Is Indonesia’s digital transformation agenda on track?
DIGITAL transformation is no longer something enterprises get to opt-in to or out of. It has become a business necessity driven by market forces.
Adopting digital technologies will – other than boost productivity in all economic sectors – ensure the economic participation of all segment of the population of an individual country.
And in a country like Indonesia, the potential is tremendous.
Indonesia already boasts of the biggest digital economy in Southeast Asia, worth US$ 28 billion, according to a recent Google – Temasek study, and is expected to grow to US$100 billion over the next seven years.
According to one McKinsey analysis, the country could add more than US$150 billion to its economic output yearly within a decade if it could fully harness the power of digitalization.
Like many other countries that have undergone a similar digital journey, Indonesia realized that a sustainable and effective transformation requires a combination of private and public sector initiatives.
Indonesia boasts of 93.4 million internet users and 71 million smartphone users, and the government is planning on improving the internet infrastructure across the country to connect the nation’s four main islands by the end of next year.
While no one government agency is directly responsible for digital transformation, the effort to boost the digital economy is shared and synchronized between a few ministries and departments in Indonesia, and spearheaded by the Ministry of Communication and Information Technology.
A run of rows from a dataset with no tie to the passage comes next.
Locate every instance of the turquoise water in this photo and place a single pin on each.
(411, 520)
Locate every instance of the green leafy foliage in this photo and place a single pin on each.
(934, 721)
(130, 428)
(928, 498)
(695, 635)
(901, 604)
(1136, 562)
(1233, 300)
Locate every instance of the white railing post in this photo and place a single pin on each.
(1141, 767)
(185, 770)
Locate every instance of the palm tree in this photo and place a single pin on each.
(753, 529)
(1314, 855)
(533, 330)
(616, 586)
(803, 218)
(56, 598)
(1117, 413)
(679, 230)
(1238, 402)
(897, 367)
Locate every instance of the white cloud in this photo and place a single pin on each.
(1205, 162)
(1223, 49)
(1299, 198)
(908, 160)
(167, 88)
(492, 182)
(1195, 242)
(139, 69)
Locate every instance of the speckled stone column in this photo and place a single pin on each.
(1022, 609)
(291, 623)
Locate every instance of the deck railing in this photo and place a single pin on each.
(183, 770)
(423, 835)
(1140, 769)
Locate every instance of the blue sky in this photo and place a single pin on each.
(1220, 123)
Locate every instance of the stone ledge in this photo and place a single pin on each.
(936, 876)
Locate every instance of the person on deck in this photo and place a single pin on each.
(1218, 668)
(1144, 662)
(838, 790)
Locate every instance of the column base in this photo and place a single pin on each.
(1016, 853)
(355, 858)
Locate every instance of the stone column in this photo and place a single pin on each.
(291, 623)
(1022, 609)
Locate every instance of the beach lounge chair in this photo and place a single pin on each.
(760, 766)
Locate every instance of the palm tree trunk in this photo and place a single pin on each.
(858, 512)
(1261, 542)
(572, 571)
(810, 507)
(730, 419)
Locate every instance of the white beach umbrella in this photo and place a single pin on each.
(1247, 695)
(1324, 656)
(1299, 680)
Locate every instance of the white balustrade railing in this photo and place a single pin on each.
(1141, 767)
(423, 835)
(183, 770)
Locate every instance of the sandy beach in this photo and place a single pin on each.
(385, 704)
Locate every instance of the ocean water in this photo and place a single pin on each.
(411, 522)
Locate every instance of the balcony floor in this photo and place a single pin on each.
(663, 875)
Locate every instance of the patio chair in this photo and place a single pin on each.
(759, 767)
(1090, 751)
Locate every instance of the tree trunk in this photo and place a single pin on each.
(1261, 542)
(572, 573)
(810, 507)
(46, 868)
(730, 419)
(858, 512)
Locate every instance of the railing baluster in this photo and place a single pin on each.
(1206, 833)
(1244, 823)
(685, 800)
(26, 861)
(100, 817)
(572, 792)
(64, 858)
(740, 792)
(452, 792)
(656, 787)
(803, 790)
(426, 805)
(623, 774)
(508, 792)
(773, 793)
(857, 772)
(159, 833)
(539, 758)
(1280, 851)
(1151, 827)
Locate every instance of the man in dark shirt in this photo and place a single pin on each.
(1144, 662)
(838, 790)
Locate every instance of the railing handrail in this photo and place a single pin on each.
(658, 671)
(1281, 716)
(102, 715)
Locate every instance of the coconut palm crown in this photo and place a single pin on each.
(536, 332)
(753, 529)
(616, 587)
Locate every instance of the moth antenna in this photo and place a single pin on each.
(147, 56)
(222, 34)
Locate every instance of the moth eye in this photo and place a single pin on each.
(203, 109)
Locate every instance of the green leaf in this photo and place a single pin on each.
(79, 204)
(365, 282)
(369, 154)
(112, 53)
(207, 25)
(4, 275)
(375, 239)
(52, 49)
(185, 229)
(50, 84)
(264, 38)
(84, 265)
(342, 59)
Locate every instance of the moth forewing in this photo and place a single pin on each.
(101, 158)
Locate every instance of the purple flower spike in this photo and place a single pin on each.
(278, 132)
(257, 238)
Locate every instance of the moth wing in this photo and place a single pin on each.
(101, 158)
The government has already pledged to support the digitization of some eight million SMEs by the year 2020.
Businesses as crucial drivers of transformation
Start-ups and SMEs have been identified as critical drivers to digital adoption in Indonesia.
Technologies such as cloud services, the blockchain, and artificial intelligence are expected to be crucial in meeting the business goals of the companies in the country.
However, despite the government’s support of Indonesia’s transformation efforts, the lack of infrastructure and limited talent pool are significant hurdles that local enterprises will need to overcome.
IDC Indonesia’s Head of Consulting, Mevira Munindra said, “There are only 8 percent of local enterprises that have embarked on a digital transformation journey and experienced the full benefit of DX. Enterprises in Indonesia are still at the stage of exploring potential technologies and business models.”
So, in a nutshell, Southeast Asia’s most populous country’s digital transformation journey is still very much in its nascent stages.
While there is a vast opportunity in the market, enterprises in Indonesia need to strategically pursue transformation goals that leverage the ecosystem’s unique strengths, and at the same time, be mindful of the limitations.
Further, if the government could establish a specialized agency to guide enterprises in setting and achieving digital milestones — it could further propel the nation’s digital journey and help provide the fillip it needs to move forward quickly.